This way, we can express non-linear data in linear regression model

The kth-order polynomial model in one variable is given by:

$y = β_0 + β_1x + β_2x^{2} + β_3x^3 + \ldots + β_kx^k + \epsilon$

If $x_j = x^j$ and j = 1, 2, ..., k, then the model is a multiple linear regression model with k predictor variables, $x_1, x_2, \ldots, x_k$ . Thus, polynomial regression can be considered an extension of multiple linear regression and, hence, we can use the same technique used in multiple linear regression to estimate the model coefficients for polynomial regression.

Questions

On inspection of the relationship between one predictor variable (a) and the response variable (y), you identify that the two have a cubic relationship. In the final model, which predictors will you include?

$x, x^{2}, x^{3}$
Since this is a cubic fit, we need to include third degree of the predictor. In polynomial regression, we need to include the lower degree polynomials in the model as well. Hence, we include all three predictors as mentioned in the answer.
Model Equation: $y_{i} = \beta_0 + \beta_1x_{i} + \beta_2x^{2} + \beta_3x^{3} + \epsilon$

Data Transformation

both response and predictors can be transformed
One can take a log transform over data if there is sharp upward trend which then normalizes

$\displaystyle \hat y_{i} = \beta_0 + \beta_1x_{i}$
After $\log$ transform: $\displaystyle \hat y_{i} = \beta_0 + \beta_1\log(x_{i})$
There are other transformations one can perform.
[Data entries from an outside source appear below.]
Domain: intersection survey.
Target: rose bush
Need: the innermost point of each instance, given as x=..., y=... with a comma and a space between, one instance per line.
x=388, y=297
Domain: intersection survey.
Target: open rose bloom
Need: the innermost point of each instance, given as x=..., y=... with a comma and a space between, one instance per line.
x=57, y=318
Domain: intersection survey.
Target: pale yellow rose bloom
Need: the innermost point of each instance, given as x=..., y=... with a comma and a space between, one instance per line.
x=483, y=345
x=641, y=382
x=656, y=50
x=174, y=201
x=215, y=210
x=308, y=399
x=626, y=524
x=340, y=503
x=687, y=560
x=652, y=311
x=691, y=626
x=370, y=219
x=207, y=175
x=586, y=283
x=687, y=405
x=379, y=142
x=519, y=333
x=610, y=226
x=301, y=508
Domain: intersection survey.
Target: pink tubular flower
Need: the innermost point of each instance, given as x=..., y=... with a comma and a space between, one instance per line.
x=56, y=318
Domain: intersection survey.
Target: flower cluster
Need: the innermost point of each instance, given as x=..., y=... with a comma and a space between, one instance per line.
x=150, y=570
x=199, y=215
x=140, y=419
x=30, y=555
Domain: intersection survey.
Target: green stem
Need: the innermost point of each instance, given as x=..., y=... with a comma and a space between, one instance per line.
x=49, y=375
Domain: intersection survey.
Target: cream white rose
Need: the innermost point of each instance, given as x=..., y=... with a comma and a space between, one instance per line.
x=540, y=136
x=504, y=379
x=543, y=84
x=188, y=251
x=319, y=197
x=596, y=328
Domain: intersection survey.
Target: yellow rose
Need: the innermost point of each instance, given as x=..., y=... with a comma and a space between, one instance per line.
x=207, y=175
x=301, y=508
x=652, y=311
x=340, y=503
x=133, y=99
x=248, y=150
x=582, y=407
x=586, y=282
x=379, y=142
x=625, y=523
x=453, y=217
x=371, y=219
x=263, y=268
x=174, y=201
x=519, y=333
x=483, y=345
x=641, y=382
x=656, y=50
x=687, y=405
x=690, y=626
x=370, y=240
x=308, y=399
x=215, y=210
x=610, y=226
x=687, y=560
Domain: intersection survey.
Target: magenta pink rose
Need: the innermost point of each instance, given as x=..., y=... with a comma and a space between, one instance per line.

Refer this article for more information.

$Common-Equations-Dance-Moves$

When to do transformation

If there is a non-linear trend in the data, the first thing to do is transform the predictor values.
When the problem is the non-normality of error terms and/or unequal variances are the problems, then consider transforming the response variable; this can also help with non-linearity.
When the regression function is not linear and the error terms are not normal and have unequal variances, then transform both the response and the predictor.
In short, generally:
- Transforming the y values helps in handling issues with the error terms and may help with the non-linearity
- Transforming the x values primarily corrects the non-linearity

Questions

What is the equation for exponential transformation?

$\displaystyle \hat y = \beta_0 + \beta_1e^{x_{i}} + \epsilon_i$

Give Examples where Linear Regression (even with transformation) cannot be applied

$\displaystyle y = \beta_1x_1 + \beta_2e^{x_2+x_3}+\beta_3sin(\beta_4x_4)$
$\displaystyle y_{i} = \frac{\beta_1}{1+e^{\beta_2+bet_3x_{i}}} + \epsilon_i$

After transforming the data in case of nonlinear relationship between the predictor and response variable, how do we assess whether the data transformation was appropriate?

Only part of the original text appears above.